Watson Assistant: Improve Assistant Performance
The ask: Allow the Tanya persona, a non-technical content owner of an assistant (chatbot), to understand and improve the performance of her assistant.
We needed to create a new analytics experience for a new and easier way of building assistants. This new way of building allowed us to incorporate smarter tools to provide insight for Tanyas on how well her assistant recognizes customer requests and once that request starts an action (conversational flow), if customers were able to complete that action, and if they didn’t complete the action, when and how it failed.
The team: Design lead (me), Design Apprentice (my mentee), Product Manager, Engineering Lead, 2 Engineers
The timeline: 6 months
The process: Stakeholder Management, Design Thinking Facilitation, Sketching, Wireframing, Iterative Prototyping.
The outcome: Released, impact not measured before I left IBM.

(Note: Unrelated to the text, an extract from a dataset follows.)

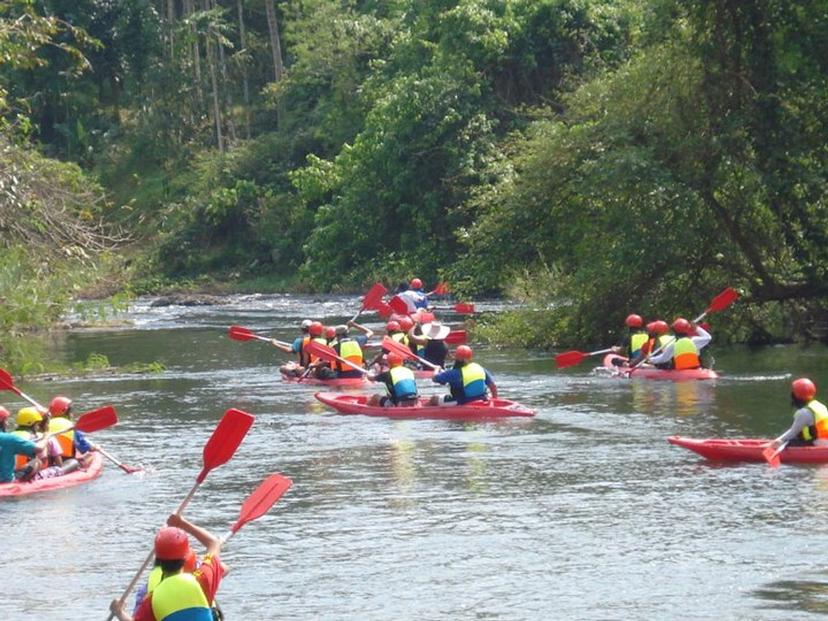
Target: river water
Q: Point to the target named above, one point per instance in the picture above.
(583, 512)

I was the design lead for this project. This was my first project on Watson Assistant. I spent a lot of my time initially having meetings with stakeholders and my Product Manager counterpart trying to understand how Watson Assistant works and what they needed out of an analytics platform. This is also my first attempt at building an analytics tool.
I facilitated a design thinking workshop to get team alignment on what we were trying to build. Then used rapid iteration techniques to visualize our ideas and refine them. We were unable to test with users so we relied on our collective knowledge to develop an MVP that captured all of our assumptions to hopefully in the future validate with users and refine further.
I lost some files that showed more of my process and synthesis of our conversations. I will do my best to fill in the gaps with explanations along the way.
Workshop and Alignment as Team
I led a 3-in-a-box workshop (Design, Development, Product Manager) to align on the best analytics experience we can provide Tanya (a non-technical content owner for an assistant). We synthesized the workshop into a to-be scenario. What we want the future experience to be at a high level. This is based on previous research, client meetings, and assumptions by our team. But that’s alright, that’s why we test. This is a foundation to build upon.
We decided as a team to Tanya with two key metrics to start. These two metrics were heavily influenced by the technology that engineering had developed prior to me joining the team. It started out as containment and coverage. These were eventually changed to recognition and completion. The two metrics were how well was her assistant recognizing customer requests (user message). If a request was recognized, then were they able to complete the conversation (quality of conversation) and if not, what was the reason. If a request was unrecognized, give Tanya insight into what to build next (breadth of conversation).
Initial sketches
I then took the journey map and the information that I had gathered from engineering and product management and started to piece together my understanding of the direction through sketching. These were also helpful with ad-hoc meetings to make sure I was on the same page as my team before going into a higher fidelity. We were able to make early and often and facilitate discussions as a 3-in-a-box team.
Mid-fidelity Prototype
I then created a mid-fidelity prototype (Sketch + Invision) based on feedback from Offering Management and Development. The purpose of this prototype was to test with users representative of our Tanya persona. Does this fit their needs? What gaps are there in the experience? Is this usable? Sadly, testing was de-prioritized for this release b/c of development cycle. So this turned into a handoff for development to start working on. I had to rely on feedback from my team and leverage the broader design team for critique.
However, even without testing with users we were able to figure out some of the details. I am missing the many cycles of iteration that was done here. We made significant changes to the action completion flow, figuring out the content we wanted to show and how. We figured out how to show the aggregate completion for the action. Then how users can dig deeper to see specific instances of a complete or incomplete action and why. Then how users can dig even deeper to view the full conversation for even more troubleshooting.
Prototype: https://ibm.invisionapp.com/console/share/D3O1XF6KXNZ/971654452
Scoped MVP for release
The design had to be scoped down for release. So I worked with the Offering Manager and Development team to cut the design into 3 phases. This is the minimum-viable product we agreed upon for release. Phases 2 and 3 would be implemented later. This also represents the changes based on feedback from my immediate team and the broader design team.
Prototype: https://ibm.invisionapp.com/share/Y4O1DQ0N5EW#/320045723_Analytics_Overview_Concept_5_Copy_30
Fast Follow: Annotations
The last piece of design work I was responsible for on this team (fast follow after release) was to provide in-line annotations to help Tanya understand where a conversation broke down and why. This is the deepest level of analysis for Tanya. She has chosen to improve the completion rate of a specific action (topic of conversation) and wants to understand why the conversation was complete or not complete.
Apologies for the pixelated image. This is all I have access to.